Philip Sherman's House, Portsmouth,
Newport County, Rhode Island

The picture on the left is from The Newport (R.I.) Daily News, Friday, May 4, 1990. The article, written by Ryan R. Johnson of the Daily News staff, began on page C-1 and ended on page C-2. A full transcript of the article follows, but you may view and print a scan of the original article.
 
 
 
 
 
This old house great for a short historian

PORTSMOUTH -- Anyone with $289,000 to spend and without an aversion to ducking through doorways can pick up one of the oldest houses on the island.

The Philip Sherman House, 168 Fairview Lane, has been for sale for more than a year, according to Bill Maynard, who, with partner Mark Anderson, has owned the house since 1987.

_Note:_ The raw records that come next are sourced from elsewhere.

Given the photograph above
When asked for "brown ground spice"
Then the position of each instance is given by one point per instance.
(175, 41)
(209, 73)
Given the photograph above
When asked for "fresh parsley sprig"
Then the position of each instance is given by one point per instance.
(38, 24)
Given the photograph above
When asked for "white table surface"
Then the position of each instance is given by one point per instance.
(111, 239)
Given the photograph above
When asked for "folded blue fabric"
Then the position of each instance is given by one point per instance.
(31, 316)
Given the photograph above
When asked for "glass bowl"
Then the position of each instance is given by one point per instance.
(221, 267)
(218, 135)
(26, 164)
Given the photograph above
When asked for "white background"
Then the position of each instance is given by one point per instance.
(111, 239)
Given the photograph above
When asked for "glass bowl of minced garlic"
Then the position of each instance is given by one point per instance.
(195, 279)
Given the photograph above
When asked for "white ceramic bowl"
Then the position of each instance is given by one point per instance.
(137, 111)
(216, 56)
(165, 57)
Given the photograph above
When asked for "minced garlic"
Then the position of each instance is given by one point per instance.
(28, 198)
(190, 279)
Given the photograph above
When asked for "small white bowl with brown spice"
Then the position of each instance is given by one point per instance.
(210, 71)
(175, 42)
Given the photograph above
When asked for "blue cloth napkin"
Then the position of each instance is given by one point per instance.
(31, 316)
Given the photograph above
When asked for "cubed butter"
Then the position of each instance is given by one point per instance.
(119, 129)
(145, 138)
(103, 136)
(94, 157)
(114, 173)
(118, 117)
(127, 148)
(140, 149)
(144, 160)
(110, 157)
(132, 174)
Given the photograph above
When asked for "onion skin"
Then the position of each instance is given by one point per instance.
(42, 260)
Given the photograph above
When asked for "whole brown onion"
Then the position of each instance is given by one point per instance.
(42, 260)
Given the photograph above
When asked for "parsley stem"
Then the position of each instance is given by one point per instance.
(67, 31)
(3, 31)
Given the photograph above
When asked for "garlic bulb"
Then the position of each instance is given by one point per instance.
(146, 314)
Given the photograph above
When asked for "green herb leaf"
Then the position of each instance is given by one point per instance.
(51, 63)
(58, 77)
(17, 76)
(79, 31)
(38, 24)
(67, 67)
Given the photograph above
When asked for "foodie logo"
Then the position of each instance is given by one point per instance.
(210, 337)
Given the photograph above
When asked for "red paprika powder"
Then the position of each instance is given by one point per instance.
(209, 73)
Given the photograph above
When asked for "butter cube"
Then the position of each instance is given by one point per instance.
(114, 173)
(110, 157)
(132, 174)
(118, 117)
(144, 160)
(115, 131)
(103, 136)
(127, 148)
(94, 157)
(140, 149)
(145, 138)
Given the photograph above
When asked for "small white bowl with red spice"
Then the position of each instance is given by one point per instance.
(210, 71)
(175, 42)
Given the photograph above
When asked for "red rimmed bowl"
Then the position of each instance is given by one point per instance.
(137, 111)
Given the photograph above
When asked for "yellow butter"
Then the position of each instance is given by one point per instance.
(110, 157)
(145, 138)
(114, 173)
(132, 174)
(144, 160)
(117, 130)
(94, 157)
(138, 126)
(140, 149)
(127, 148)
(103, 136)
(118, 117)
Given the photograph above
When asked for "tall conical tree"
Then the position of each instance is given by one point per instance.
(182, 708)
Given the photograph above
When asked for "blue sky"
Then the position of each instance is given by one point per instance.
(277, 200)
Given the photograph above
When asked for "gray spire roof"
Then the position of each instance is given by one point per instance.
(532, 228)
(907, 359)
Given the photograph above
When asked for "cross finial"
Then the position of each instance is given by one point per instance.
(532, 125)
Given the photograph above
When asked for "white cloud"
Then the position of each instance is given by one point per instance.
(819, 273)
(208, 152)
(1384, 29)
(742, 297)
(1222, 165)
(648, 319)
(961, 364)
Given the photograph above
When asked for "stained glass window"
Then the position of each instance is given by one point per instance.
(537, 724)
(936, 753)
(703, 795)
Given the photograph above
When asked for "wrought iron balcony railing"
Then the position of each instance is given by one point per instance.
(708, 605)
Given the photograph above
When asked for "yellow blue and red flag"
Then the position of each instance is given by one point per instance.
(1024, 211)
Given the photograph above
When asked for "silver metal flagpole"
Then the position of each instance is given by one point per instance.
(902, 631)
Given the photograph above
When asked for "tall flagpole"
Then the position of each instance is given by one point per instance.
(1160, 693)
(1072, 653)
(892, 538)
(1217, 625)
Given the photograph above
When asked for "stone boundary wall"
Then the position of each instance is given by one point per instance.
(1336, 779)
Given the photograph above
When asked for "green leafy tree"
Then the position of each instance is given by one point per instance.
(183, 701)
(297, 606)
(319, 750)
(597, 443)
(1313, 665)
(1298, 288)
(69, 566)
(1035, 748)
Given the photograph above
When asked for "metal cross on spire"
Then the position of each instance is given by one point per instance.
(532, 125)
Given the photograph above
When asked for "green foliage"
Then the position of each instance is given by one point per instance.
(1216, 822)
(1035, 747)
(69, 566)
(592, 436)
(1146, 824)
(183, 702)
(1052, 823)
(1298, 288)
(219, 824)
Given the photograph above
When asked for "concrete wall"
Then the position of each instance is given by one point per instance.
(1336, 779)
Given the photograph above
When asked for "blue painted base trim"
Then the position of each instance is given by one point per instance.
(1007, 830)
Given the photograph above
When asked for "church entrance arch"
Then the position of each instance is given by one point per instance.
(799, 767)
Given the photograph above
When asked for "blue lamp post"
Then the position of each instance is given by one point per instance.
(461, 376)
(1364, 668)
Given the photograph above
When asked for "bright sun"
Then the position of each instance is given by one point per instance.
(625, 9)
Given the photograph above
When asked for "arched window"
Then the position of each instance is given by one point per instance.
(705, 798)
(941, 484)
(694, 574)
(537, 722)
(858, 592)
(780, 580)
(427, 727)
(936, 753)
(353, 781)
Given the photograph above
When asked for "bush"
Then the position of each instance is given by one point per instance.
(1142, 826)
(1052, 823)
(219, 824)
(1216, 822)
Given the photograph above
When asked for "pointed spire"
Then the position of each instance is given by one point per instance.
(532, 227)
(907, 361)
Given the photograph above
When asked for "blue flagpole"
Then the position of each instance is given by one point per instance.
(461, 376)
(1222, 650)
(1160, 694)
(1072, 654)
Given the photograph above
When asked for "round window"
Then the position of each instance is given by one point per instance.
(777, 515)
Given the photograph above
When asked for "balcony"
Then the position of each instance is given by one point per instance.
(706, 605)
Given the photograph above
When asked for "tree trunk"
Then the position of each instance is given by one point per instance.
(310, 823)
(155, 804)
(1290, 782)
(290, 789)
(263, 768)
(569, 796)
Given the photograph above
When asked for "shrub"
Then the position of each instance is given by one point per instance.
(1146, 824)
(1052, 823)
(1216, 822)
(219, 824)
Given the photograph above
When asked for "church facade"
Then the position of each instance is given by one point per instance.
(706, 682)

"Rhode Island Colonial Records 1636-1663," an 1856 book edited by then Secretary of State John Russell Bartlett, lists Sherman as one of the signers of the Portsmouth Compact. He held several offices in Portsmouth, including being a member of the Court of Commissioners for the town.

The house dates to 1670. It originally was on what became East Main Road but was moved to the present location in the 18th Century.

Maynard said he and Anderson bought the house to restore it and have taken great pains to ensure the house retains it's historical flavor.

The pair spent about a year researching and restoring the house to conform to 17th and 18th century specifications. Putting 18th Century glass in the front windows was one of the projects.

Maynard declined to say how much the two spent on restoration except to say it was a "sizeable amount."

He said they did all the work themselves. With time and labor, "It's difficult to put a finger" on the amount spent on the house, he said.

"We're not going to make much money" selling the house at $289,000, he said.

The house features wide-planked pine floors, with the original upstairs floor worn down by traffic over the years so that the knots stick up. The house also has beamed and [sentence missing from article] -inal doors and hardware and four fireplaces, three of which are safe, Maynard said. One in an upstairs bedroom is too shallow for a safe fire, he said.

The selling price originally was $375,000 Nancy Henning, agent with the Carey Richmond & Viking Real Estate Office, said the buying market in that price range has been "a little slow."

Maynard said house prices in general have fallen 30 percent in the area.

[beginning of sentence missing from article] because of its age.

The doors have been a problem in selling the house, he said. Some prospective buyers have balked at the low doorways. Maynard, at 5 feet 9 inches tall, has to duck.